Neuropsychological thinking at everyday clinical practice

In this paper, at first I noted the way how to pick up the neuropsychological signs and symptoms during routine neurological examination, and their diagnostic power. Second, I presented the clinical approach for dementia. Medical history should be obtained from both patients themselves and their caregivers. Examination of daily living activities and behavioral and psychological symptoms are necessary as well as neuropsychological examination.
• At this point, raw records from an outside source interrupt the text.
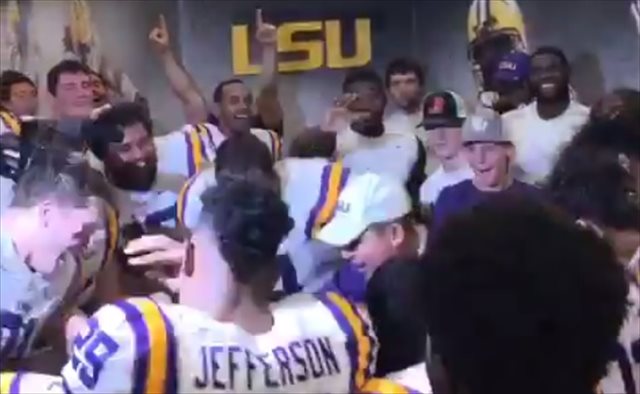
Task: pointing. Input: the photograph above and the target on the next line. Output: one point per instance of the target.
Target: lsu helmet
(494, 27)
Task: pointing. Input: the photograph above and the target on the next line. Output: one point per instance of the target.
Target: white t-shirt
(440, 179)
(538, 141)
(28, 298)
(401, 122)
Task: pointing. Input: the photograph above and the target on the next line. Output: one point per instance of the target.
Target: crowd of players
(431, 249)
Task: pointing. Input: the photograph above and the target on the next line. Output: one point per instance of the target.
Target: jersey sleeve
(361, 343)
(386, 386)
(189, 200)
(271, 140)
(333, 179)
(28, 382)
(127, 347)
(186, 151)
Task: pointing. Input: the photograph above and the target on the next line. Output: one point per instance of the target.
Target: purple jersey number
(90, 351)
(16, 335)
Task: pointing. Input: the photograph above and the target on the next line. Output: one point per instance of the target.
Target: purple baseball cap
(514, 67)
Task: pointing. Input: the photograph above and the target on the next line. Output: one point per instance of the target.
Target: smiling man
(542, 128)
(490, 154)
(53, 214)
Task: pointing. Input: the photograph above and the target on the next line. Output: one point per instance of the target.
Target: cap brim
(340, 231)
(486, 140)
(434, 123)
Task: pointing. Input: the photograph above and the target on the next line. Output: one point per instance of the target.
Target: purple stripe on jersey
(203, 149)
(210, 137)
(366, 329)
(15, 385)
(191, 162)
(344, 177)
(183, 196)
(171, 382)
(351, 344)
(65, 386)
(324, 191)
(142, 344)
(273, 145)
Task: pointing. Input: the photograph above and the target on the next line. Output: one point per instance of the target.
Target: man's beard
(132, 177)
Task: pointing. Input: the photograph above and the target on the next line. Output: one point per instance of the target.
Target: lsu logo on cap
(343, 207)
(437, 107)
(479, 123)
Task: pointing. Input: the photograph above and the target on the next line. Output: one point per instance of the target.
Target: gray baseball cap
(484, 125)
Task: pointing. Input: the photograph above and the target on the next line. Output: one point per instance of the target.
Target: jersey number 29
(90, 351)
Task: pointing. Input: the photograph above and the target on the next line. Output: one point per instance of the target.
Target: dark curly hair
(250, 221)
(520, 299)
(109, 126)
(590, 180)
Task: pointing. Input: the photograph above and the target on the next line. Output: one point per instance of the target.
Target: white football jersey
(391, 154)
(311, 188)
(624, 373)
(28, 298)
(29, 382)
(538, 142)
(152, 208)
(9, 123)
(188, 150)
(317, 344)
(99, 251)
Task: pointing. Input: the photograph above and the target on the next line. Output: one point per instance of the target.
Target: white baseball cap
(366, 199)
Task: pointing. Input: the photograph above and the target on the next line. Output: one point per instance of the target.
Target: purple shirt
(464, 195)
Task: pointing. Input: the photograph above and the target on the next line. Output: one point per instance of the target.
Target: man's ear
(398, 234)
(44, 212)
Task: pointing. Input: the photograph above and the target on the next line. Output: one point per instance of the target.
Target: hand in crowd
(161, 254)
(339, 115)
(266, 33)
(159, 36)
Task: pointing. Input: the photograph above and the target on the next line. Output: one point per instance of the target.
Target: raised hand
(159, 36)
(266, 33)
(635, 12)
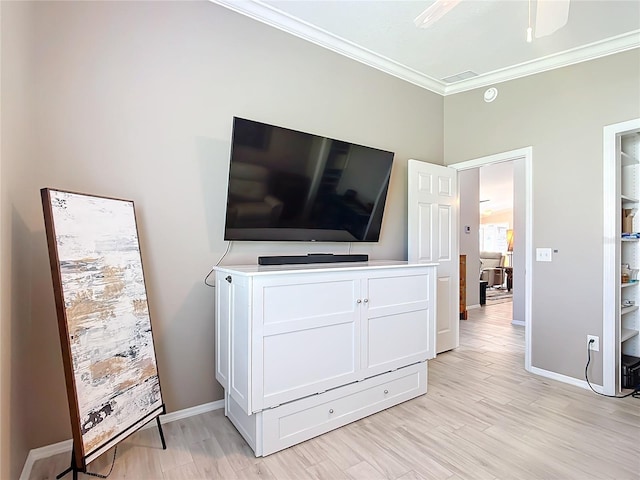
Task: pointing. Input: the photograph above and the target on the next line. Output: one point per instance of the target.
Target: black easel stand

Communication disorder in chronic stage stroke patients

Although aphasia is a common neurological condition, and its diagnostic procedure is mostly established, it is not easy to fully evaluate the communicative ability of each patient, as there are huge interindividual differences among patients, and their abilities may vary depending on their circumstances. Even with the advancement of neuroimaging technique, the relationship between lesion localizations and symptoms remains elusive. To evaluate their residual abilities which helps daily communication, it is valuable to observe their abilities in a setting which reflects real social contexts. In this presentation a patient with total aphasia who showed rich communicative abilities in a group therapy setting is presented, which was discrepant from his results of standardized language evaluation. We found that his residual communicative abilities have things much in common with linguistic abilities shown to reside in the right hemisphere. The observation also revealed that the group treatment of patients with chronic aphasia provides a unique occasion to participate in social activities which helps to fulfill their psychosocial needs.